Rebecca C. Amoroso, Vice Chairman & US insurance industry leader, Deloitte writes in one of her papers, “In practice, most [insurance] companies play it safe and stay close to what works today.” That’s precisely the reason why the whole industry – especially life insurance companies – went into a state of panic when disagreements over ULIPs sparked off between regulators IRDA and SEBI. The truth was that the said life insurance companies had focused less on pure insurance products and more on ULIPs, which account for 70% of premiums from new policies. As a result, the whole life insurance segment was virtually surviving on ULIPs. It wasn’t the best of starts for the life insurance industry this year.

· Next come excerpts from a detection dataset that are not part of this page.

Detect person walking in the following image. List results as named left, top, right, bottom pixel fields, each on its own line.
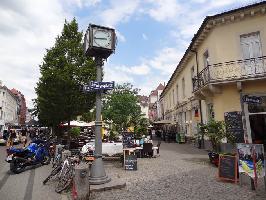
left=21, top=129, right=27, bottom=147
left=9, top=130, right=17, bottom=146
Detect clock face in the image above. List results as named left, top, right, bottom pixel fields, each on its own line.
left=93, top=29, right=112, bottom=49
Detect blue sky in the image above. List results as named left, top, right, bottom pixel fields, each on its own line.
left=0, top=0, right=255, bottom=107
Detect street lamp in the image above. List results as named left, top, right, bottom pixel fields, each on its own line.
left=84, top=24, right=116, bottom=185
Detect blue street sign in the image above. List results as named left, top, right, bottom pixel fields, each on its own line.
left=83, top=81, right=115, bottom=92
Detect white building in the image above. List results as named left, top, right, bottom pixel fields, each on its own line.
left=138, top=95, right=149, bottom=119
left=0, top=81, right=19, bottom=132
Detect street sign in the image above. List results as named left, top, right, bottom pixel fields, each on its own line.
left=83, top=81, right=115, bottom=92
left=243, top=95, right=262, bottom=104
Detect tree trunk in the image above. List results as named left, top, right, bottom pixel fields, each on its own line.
left=67, top=120, right=70, bottom=149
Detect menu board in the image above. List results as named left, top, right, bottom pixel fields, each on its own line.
left=224, top=111, right=244, bottom=143
left=122, top=132, right=134, bottom=148
left=218, top=155, right=237, bottom=182
left=125, top=155, right=137, bottom=170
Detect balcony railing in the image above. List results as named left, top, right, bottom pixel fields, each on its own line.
left=193, top=56, right=266, bottom=92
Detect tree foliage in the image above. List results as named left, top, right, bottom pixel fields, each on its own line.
left=34, top=19, right=96, bottom=126
left=103, top=83, right=142, bottom=131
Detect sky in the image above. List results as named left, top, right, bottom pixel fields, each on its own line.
left=0, top=0, right=257, bottom=108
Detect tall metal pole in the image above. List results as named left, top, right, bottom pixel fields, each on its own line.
left=89, top=57, right=111, bottom=185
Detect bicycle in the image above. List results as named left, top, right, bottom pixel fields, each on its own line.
left=43, top=148, right=64, bottom=185
left=55, top=157, right=80, bottom=193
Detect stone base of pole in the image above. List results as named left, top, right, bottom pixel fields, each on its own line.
left=89, top=157, right=111, bottom=185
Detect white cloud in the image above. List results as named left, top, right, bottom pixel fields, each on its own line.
left=142, top=33, right=148, bottom=40
left=101, top=0, right=139, bottom=27
left=144, top=48, right=183, bottom=75
left=148, top=0, right=181, bottom=21
left=115, top=30, right=126, bottom=42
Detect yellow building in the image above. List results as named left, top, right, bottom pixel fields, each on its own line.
left=160, top=2, right=266, bottom=143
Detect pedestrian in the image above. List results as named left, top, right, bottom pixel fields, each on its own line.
left=9, top=130, right=17, bottom=146
left=21, top=129, right=27, bottom=147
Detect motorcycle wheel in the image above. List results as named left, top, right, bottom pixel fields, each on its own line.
left=10, top=158, right=25, bottom=174
left=42, top=155, right=51, bottom=165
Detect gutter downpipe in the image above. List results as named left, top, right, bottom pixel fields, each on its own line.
left=190, top=49, right=204, bottom=149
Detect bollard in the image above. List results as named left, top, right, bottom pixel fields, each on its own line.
left=73, top=163, right=90, bottom=200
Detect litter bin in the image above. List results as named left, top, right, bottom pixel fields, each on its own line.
left=175, top=133, right=180, bottom=143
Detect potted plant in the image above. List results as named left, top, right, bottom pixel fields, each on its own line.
left=199, top=119, right=226, bottom=166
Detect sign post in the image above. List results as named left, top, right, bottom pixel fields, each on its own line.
left=84, top=24, right=116, bottom=185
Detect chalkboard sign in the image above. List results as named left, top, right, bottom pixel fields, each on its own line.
left=125, top=155, right=137, bottom=170
left=218, top=155, right=237, bottom=182
left=122, top=132, right=134, bottom=148
left=224, top=111, right=244, bottom=143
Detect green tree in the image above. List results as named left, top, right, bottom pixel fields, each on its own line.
left=135, top=117, right=149, bottom=138
left=103, top=83, right=142, bottom=131
left=34, top=19, right=96, bottom=133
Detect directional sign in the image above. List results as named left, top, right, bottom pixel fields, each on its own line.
left=83, top=81, right=115, bottom=92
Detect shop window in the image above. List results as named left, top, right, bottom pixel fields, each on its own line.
left=182, top=78, right=186, bottom=98
left=207, top=103, right=214, bottom=119
left=248, top=96, right=266, bottom=113
left=203, top=50, right=210, bottom=67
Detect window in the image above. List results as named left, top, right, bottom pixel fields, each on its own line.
left=190, top=66, right=195, bottom=91
left=207, top=103, right=214, bottom=120
left=182, top=78, right=186, bottom=98
left=203, top=50, right=210, bottom=67
left=172, top=89, right=175, bottom=106
left=240, top=32, right=262, bottom=59
left=175, top=85, right=179, bottom=103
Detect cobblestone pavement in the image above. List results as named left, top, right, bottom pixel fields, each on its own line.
left=91, top=143, right=266, bottom=200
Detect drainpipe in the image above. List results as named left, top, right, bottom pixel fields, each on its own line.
left=190, top=49, right=204, bottom=148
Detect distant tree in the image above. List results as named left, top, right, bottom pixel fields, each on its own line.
left=34, top=19, right=96, bottom=134
left=103, top=83, right=142, bottom=131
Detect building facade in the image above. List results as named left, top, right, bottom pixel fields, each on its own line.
left=138, top=95, right=149, bottom=119
left=0, top=82, right=19, bottom=132
left=160, top=2, right=266, bottom=143
left=149, top=83, right=164, bottom=122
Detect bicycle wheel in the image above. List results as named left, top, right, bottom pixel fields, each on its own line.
left=55, top=167, right=74, bottom=193
left=42, top=165, right=62, bottom=185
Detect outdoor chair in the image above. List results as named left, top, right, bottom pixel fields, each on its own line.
left=142, top=143, right=153, bottom=158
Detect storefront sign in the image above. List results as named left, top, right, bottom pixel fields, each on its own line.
left=224, top=111, right=244, bottom=143
left=125, top=155, right=138, bottom=170
left=83, top=81, right=115, bottom=92
left=122, top=132, right=134, bottom=148
left=243, top=95, right=262, bottom=104
left=218, top=154, right=237, bottom=183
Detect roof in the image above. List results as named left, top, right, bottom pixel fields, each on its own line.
left=156, top=83, right=165, bottom=90
left=160, top=1, right=266, bottom=97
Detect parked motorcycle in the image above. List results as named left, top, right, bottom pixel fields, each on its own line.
left=6, top=140, right=51, bottom=174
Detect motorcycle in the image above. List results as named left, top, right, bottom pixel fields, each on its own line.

The point is, insurance in India is sold – and therefore bought – for the “wrong reasons”. For instance, with all due respect to the marketing gimmicks, complex designs and cumbersome processes, despite the fact that insurance is a risk cover, most of us are cajoled to consider it as nothing more than a mere investment and tax saving instrument. Even agents (who are ethically meant to guide consumers) try to push insurance plans under the dole of investments. Customers who dread going through the brochures which contain complex terminologies fall prey to promotional material, without ever understanding what the policy actually provides. P. Nandagopal, CEO, IndiaFirst Life Insurance, agrees, “Everyone needs life insurance, for example, but not many actually understand the nuances of how life insurance actually works.”

Is the insurance industry facing a lack of cash flows that is stopping them from educating customers properly, or advertising innovatively? That’s far from the truth. Expenditures on print ads by the overall insurance industry in India surged y-o-y by 26% during FY 2009-10. The same figure was a healthy 20% in the TV ad-space. Here comes the real treat – the life insurance segment accounted for 74% and 84% of the total insurance industry adspend on print and TV respectively. In fact, all insurance companies in India saw the first quarter of calendar year 2010 account for up to 40% of their ad spend. The motive was clear – sell tax saving instruments to those individuals scampering for a last minute solution to save on taxes. Little wonder that while the industry grew by 25.83% last year, the ULIPs’ segment recorded a higher 35.33% growth. And the life insurance industry specifically actually managed a 25% growth (y-o-y) during the previous financial year – thanks purely to proactive marketing measures. Obviously, as stated earlier, tax-saving instruments formed the major chunk of business for even life insurance firms! SEBI caught on to the brouhaha and put a ban on 14 life insurance agencies on April 9, 2010, a move that resulted in the much-publicised SEBI tiff with IRDA. Deepak Sood, MD & CEO, Future Generali India Life Insurance shares with 4Ps B&M, “While the impact of these guidelines may look favourable currently, in the long run, these changes could seriously impact the choice of investment options to customers, restrict product design-innovation, and increase new business strain.” In an industry where national penetration is just 4%, this is a worrisome outlook.